Mortlock was born near Port Lincoln, the son of William Ranson Mortlock. He was educated at St Peter's College, Adelaide and Jesus College, Cambridge. He read for the law at the Inner Temple while in England, but returned to South Australia in 1883 and did not pursue his legal studies further. He worked on his father's Yudnapinna Station, near Port Augusta, and he increased the family's pastoral property after inheriting it upon his father's death in 1884. In 1891 he purchased Martindale Hall at Mintaro, which would become his family's main station.

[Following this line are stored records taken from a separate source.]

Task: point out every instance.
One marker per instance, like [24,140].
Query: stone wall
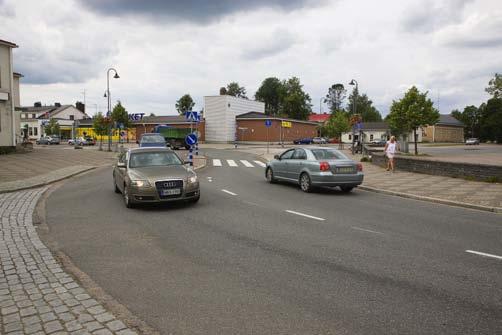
[481,172]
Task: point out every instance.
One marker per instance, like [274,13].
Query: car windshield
[153,139]
[145,159]
[327,154]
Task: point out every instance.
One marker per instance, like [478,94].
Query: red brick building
[251,128]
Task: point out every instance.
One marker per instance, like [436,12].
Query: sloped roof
[263,116]
[9,44]
[319,117]
[163,119]
[375,126]
[448,120]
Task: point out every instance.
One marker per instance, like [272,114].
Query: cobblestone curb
[44,179]
[36,295]
[430,199]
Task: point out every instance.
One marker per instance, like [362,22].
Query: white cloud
[66,48]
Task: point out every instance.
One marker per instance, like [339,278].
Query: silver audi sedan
[315,167]
[146,175]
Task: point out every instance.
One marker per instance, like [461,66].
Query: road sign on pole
[191,139]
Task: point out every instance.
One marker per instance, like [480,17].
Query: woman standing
[390,151]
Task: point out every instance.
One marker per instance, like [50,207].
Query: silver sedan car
[315,167]
[146,175]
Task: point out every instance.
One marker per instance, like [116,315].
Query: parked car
[48,140]
[152,175]
[319,140]
[472,141]
[378,143]
[152,140]
[306,140]
[315,167]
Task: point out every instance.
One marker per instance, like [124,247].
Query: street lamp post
[109,113]
[354,82]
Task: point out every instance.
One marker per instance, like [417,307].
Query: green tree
[491,120]
[296,103]
[235,90]
[271,92]
[120,115]
[52,128]
[364,107]
[414,110]
[100,125]
[336,94]
[184,104]
[338,123]
[495,86]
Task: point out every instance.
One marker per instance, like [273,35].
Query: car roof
[149,149]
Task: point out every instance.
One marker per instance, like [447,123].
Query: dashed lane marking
[231,163]
[246,163]
[228,192]
[305,215]
[483,254]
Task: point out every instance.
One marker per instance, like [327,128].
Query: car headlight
[140,183]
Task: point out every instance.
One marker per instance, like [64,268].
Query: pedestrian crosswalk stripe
[246,163]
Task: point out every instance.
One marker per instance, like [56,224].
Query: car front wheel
[127,198]
[270,176]
[305,183]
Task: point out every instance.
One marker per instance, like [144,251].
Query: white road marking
[483,254]
[305,215]
[367,230]
[246,163]
[231,193]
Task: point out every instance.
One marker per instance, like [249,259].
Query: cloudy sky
[163,49]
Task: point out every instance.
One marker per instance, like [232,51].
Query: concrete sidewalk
[438,189]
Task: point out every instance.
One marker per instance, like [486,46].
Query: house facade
[9,96]
[447,129]
[36,117]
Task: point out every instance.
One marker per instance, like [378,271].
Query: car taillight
[324,166]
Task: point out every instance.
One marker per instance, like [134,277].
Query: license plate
[173,191]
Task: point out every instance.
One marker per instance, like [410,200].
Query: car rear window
[144,159]
[153,139]
[326,154]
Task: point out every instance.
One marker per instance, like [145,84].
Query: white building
[220,112]
[8,96]
[37,116]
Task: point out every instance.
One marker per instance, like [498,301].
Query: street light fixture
[107,95]
[354,82]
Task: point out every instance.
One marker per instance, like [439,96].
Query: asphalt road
[239,263]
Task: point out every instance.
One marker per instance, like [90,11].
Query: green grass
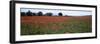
[71,26]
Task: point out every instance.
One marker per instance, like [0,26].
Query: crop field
[36,25]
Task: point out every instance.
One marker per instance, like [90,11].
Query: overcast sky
[56,11]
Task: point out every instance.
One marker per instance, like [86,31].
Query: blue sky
[55,12]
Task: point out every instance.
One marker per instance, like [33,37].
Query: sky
[56,11]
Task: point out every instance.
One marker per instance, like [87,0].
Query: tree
[23,14]
[33,14]
[40,13]
[60,14]
[29,13]
[48,14]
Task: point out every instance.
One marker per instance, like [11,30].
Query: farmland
[35,25]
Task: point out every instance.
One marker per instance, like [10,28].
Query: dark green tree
[60,14]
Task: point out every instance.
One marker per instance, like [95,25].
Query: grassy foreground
[70,26]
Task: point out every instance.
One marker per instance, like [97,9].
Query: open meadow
[35,25]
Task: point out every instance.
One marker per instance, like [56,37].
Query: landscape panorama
[41,21]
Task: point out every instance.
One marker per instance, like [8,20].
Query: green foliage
[71,26]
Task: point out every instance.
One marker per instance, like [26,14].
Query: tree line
[29,13]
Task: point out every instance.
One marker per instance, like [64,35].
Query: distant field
[34,25]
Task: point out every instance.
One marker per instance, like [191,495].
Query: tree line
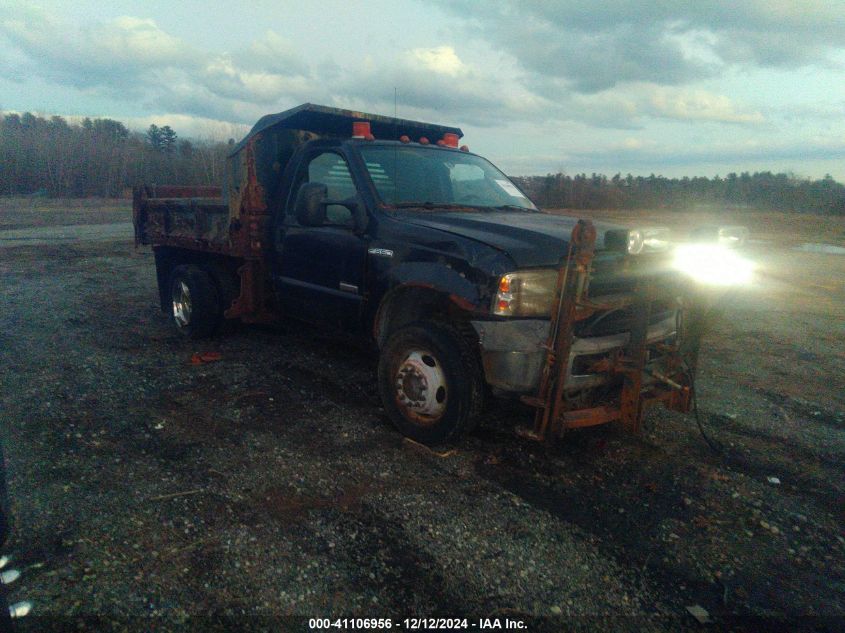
[760,190]
[101,157]
[98,157]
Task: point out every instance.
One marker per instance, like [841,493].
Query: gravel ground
[150,492]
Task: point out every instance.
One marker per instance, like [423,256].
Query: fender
[437,277]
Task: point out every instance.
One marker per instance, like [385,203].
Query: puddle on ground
[827,249]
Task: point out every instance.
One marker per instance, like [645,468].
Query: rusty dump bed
[234,218]
[189,217]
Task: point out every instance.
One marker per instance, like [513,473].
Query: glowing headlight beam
[713,264]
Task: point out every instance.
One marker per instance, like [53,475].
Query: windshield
[418,176]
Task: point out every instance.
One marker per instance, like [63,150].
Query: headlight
[733,236]
[646,240]
[527,293]
[713,264]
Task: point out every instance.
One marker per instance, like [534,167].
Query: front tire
[430,383]
[195,304]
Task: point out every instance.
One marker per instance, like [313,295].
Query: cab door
[319,270]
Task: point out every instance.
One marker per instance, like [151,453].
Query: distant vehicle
[386,229]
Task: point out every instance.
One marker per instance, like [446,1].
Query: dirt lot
[271,484]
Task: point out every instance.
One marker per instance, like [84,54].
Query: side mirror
[310,205]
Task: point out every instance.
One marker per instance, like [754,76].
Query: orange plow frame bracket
[554,412]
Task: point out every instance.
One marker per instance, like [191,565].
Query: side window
[331,170]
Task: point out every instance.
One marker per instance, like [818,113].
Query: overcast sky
[675,88]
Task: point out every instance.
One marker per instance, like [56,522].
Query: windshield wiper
[512,207]
[435,205]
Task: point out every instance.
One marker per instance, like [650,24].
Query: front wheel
[430,382]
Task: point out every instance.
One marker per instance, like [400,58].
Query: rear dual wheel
[195,302]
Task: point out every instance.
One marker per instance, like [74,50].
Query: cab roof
[336,122]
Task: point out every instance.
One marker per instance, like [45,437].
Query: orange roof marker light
[361,129]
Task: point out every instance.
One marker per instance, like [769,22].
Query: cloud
[131,58]
[436,81]
[596,46]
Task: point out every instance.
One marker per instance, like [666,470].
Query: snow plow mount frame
[642,386]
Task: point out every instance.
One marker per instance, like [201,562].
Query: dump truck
[390,230]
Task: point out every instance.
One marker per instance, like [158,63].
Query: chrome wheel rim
[181,304]
[420,387]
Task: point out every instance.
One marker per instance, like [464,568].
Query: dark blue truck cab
[387,229]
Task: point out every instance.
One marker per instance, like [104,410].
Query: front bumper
[513,352]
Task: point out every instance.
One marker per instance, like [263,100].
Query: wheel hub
[421,388]
[181,304]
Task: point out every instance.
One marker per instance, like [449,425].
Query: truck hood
[531,239]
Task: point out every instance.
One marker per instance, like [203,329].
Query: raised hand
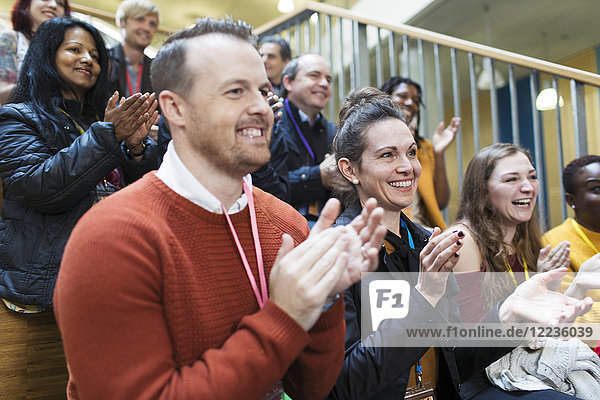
[129,115]
[533,302]
[364,235]
[553,258]
[443,138]
[329,171]
[150,116]
[303,277]
[588,277]
[438,258]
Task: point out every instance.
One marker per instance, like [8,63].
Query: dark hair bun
[357,99]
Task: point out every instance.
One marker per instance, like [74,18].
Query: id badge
[275,393]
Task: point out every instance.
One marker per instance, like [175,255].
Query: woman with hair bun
[377,155]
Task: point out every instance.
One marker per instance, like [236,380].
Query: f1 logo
[388,299]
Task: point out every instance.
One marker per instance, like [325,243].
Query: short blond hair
[135,9]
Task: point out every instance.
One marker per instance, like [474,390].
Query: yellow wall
[585,61]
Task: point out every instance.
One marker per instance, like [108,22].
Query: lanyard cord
[262,296]
[139,79]
[289,111]
[509,269]
[411,243]
[583,235]
[79,128]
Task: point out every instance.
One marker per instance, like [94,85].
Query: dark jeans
[495,393]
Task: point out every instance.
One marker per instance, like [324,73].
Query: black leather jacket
[381,372]
[289,154]
[46,192]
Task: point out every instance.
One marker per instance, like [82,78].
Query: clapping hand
[533,302]
[438,258]
[443,138]
[588,277]
[132,117]
[553,258]
[304,278]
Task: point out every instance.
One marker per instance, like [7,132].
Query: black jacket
[289,156]
[46,192]
[381,372]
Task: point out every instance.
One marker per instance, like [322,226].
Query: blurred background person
[581,181]
[276,54]
[61,151]
[433,193]
[26,16]
[129,66]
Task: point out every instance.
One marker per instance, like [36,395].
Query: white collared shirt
[178,177]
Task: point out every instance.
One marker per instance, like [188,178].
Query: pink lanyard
[138,83]
[262,296]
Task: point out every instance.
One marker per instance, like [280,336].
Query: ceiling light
[547,99]
[286,6]
[483,79]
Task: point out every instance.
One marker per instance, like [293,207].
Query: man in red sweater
[163,293]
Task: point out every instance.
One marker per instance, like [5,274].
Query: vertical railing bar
[456,100]
[378,61]
[318,34]
[329,34]
[297,39]
[474,103]
[514,110]
[341,76]
[578,119]
[405,67]
[355,54]
[438,82]
[423,117]
[561,160]
[537,144]
[392,51]
[493,100]
[307,35]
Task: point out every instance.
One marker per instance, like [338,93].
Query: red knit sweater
[153,302]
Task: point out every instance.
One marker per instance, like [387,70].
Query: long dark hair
[21,19]
[40,85]
[481,216]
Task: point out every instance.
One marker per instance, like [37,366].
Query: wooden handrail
[444,40]
[110,17]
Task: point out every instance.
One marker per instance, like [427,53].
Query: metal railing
[366,52]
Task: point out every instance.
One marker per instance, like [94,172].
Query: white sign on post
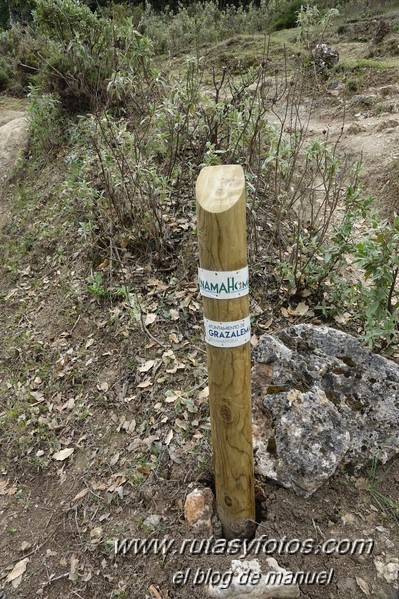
[227,334]
[223,284]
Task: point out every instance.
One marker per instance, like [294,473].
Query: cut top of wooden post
[220,187]
[221,217]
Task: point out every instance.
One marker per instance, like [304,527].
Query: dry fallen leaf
[25,545]
[204,393]
[147,366]
[63,454]
[103,264]
[149,319]
[145,384]
[18,570]
[300,310]
[169,437]
[3,485]
[103,386]
[80,495]
[73,572]
[37,395]
[155,593]
[363,585]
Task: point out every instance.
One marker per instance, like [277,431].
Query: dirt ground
[124,435]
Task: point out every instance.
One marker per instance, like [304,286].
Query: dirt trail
[370,133]
[13,138]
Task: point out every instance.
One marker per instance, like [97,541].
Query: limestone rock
[199,508]
[331,401]
[310,438]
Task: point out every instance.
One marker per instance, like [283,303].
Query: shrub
[17,58]
[81,53]
[286,14]
[45,117]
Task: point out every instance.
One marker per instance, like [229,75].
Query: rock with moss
[331,402]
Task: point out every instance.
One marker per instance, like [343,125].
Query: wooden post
[223,280]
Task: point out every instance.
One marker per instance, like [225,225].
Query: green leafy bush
[45,117]
[17,60]
[200,23]
[286,14]
[81,53]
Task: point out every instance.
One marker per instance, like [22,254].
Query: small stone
[356,128]
[389,571]
[152,521]
[199,506]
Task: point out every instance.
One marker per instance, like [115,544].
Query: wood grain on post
[221,224]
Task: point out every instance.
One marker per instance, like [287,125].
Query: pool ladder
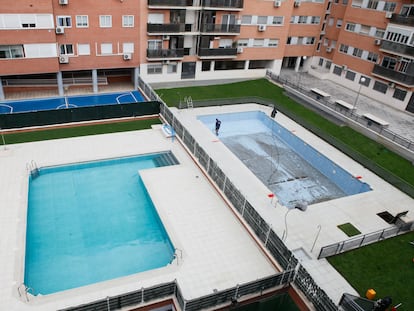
[26,291]
[33,169]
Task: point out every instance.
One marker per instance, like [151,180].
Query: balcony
[394,76]
[396,48]
[220,53]
[225,4]
[165,28]
[231,29]
[402,20]
[165,54]
[170,3]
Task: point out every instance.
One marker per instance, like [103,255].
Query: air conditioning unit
[60,30]
[64,59]
[127,56]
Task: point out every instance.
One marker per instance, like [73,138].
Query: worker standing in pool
[218,124]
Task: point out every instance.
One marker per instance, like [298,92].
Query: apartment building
[365,45]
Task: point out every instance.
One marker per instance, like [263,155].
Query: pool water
[70,102]
[293,170]
[91,222]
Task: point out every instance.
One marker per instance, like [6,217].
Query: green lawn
[65,132]
[387,267]
[368,148]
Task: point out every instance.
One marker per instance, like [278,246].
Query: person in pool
[218,124]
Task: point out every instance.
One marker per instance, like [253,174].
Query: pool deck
[218,253]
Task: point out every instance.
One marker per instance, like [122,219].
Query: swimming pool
[70,102]
[93,221]
[293,170]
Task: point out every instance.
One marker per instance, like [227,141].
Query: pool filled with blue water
[92,222]
[292,169]
[70,102]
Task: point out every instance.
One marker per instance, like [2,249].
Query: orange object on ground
[370,294]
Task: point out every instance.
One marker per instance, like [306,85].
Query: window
[343,48]
[11,51]
[337,70]
[350,75]
[379,33]
[105,21]
[372,4]
[64,21]
[82,21]
[246,19]
[258,42]
[357,52]
[277,20]
[302,19]
[389,6]
[66,49]
[84,49]
[154,69]
[172,68]
[399,94]
[315,20]
[128,21]
[128,47]
[273,42]
[262,20]
[380,87]
[243,42]
[372,57]
[106,48]
[350,27]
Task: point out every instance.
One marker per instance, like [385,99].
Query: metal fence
[261,228]
[396,138]
[350,302]
[369,238]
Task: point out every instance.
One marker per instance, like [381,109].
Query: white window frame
[105,21]
[64,21]
[128,21]
[82,21]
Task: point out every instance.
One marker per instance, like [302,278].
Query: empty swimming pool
[291,169]
[70,102]
[91,222]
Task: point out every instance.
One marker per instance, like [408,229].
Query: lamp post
[361,82]
[300,72]
[300,206]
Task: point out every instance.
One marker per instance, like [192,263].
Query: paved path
[401,122]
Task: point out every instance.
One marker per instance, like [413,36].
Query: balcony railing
[228,4]
[165,53]
[221,28]
[170,2]
[397,48]
[389,74]
[402,20]
[165,28]
[220,52]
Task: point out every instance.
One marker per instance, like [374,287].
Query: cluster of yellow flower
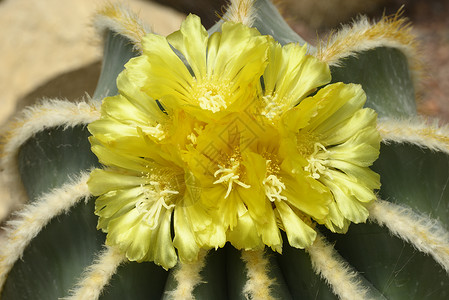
[234,136]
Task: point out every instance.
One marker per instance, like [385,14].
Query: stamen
[271,108]
[155,199]
[156,131]
[193,136]
[317,162]
[273,188]
[229,176]
[212,96]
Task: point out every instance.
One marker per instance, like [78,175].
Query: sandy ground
[49,48]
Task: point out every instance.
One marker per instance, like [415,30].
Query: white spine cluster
[29,221]
[425,234]
[48,114]
[345,282]
[97,276]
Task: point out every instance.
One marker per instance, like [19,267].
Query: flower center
[230,175]
[155,131]
[271,107]
[193,136]
[317,162]
[212,96]
[272,184]
[156,198]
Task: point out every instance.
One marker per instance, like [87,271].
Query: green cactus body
[394,255]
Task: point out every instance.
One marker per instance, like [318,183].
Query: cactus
[52,248]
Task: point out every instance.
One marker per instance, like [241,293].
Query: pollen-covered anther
[157,132]
[212,96]
[155,198]
[272,108]
[193,136]
[273,188]
[317,162]
[230,176]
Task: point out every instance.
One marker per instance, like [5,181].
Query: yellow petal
[244,235]
[291,74]
[350,207]
[102,181]
[191,41]
[299,234]
[184,239]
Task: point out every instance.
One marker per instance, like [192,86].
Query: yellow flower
[337,141]
[234,149]
[219,73]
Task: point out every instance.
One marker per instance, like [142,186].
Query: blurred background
[48,48]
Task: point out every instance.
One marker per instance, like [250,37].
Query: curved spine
[425,234]
[97,276]
[345,282]
[29,221]
[417,131]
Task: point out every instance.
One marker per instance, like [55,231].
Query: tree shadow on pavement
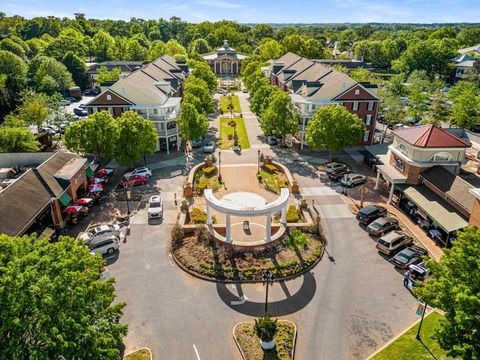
[292,304]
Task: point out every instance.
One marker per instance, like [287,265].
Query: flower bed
[249,343]
[286,259]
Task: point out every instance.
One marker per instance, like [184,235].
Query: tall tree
[96,135]
[280,117]
[455,288]
[137,137]
[54,304]
[334,128]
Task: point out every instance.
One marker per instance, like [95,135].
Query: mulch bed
[207,259]
[249,343]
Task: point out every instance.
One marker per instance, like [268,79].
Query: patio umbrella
[105,171]
[96,180]
[95,188]
[72,209]
[83,201]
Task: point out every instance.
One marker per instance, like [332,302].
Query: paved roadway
[347,307]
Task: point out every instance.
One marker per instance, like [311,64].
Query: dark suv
[370,213]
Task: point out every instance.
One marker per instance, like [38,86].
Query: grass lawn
[225,100]
[141,354]
[226,129]
[407,347]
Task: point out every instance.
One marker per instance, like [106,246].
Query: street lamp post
[267,279]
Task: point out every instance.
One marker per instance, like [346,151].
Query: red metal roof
[430,136]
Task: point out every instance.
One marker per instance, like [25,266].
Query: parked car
[411,255]
[334,166]
[143,171]
[353,179]
[80,112]
[155,207]
[382,225]
[100,230]
[392,242]
[209,147]
[104,245]
[134,180]
[370,213]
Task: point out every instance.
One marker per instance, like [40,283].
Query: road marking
[196,352]
[242,300]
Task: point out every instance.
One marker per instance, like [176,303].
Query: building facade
[225,61]
[312,85]
[153,91]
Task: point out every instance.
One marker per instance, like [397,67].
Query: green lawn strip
[224,104]
[250,343]
[142,354]
[408,347]
[226,129]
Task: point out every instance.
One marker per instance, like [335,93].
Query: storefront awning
[436,208]
[65,199]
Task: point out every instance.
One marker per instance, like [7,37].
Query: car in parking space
[382,225]
[370,213]
[143,171]
[104,245]
[353,179]
[134,180]
[393,242]
[409,256]
[335,166]
[80,112]
[155,207]
[209,147]
[100,230]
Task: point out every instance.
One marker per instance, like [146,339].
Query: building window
[366,135]
[442,156]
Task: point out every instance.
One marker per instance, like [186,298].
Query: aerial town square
[217,179]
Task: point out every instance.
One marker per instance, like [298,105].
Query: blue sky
[255,11]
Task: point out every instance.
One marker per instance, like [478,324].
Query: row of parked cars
[391,240]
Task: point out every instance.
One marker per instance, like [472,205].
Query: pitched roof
[452,185]
[430,136]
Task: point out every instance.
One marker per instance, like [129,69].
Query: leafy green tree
[280,117]
[97,135]
[137,137]
[455,288]
[334,128]
[103,44]
[192,124]
[466,104]
[76,66]
[54,304]
[17,139]
[13,78]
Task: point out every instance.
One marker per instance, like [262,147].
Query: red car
[134,180]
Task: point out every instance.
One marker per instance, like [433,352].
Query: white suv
[155,207]
[143,171]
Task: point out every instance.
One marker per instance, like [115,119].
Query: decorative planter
[267,345]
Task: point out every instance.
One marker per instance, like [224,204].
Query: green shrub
[297,239]
[292,214]
[209,171]
[198,216]
[270,168]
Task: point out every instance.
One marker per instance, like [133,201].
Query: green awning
[65,199]
[89,172]
[436,208]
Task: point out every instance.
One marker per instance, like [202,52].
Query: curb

Mortlock was elected to the South Australian House of Assembly at the 1896 election, winning his father's old seat of Flinders. He re-entered parliament in 1901, winning a by-election for Flinders caused by the election of Alexander Poynton to the inaugural Australian House of Representatives at the 1901 federal election. However, he was again defeated at the 1902 election.

He was heavily involved with the racing industry, serving as chairman of the Port Augusta Racing Club and co-founding the Martindale Racing Club; he also bred and raced Yudnapinna, winner of the 1911 Adelaide Grand National.

He married Rosina Forsyth Tennant on 28 January 1891 at St. Peter's Church, Glenelg in a double-wedding with her sister, Clayre Jessie Tennant; both were daughters of Andrew Tennant. Rosina and William were cousins, as Andrew Tennant was a brother of William's mother Margaret.

He died in a private hospital in North Adelaide in 1913, aged 55, following a six-month illness. He was interred in the Mortlock family vault at the North Road Cemetery.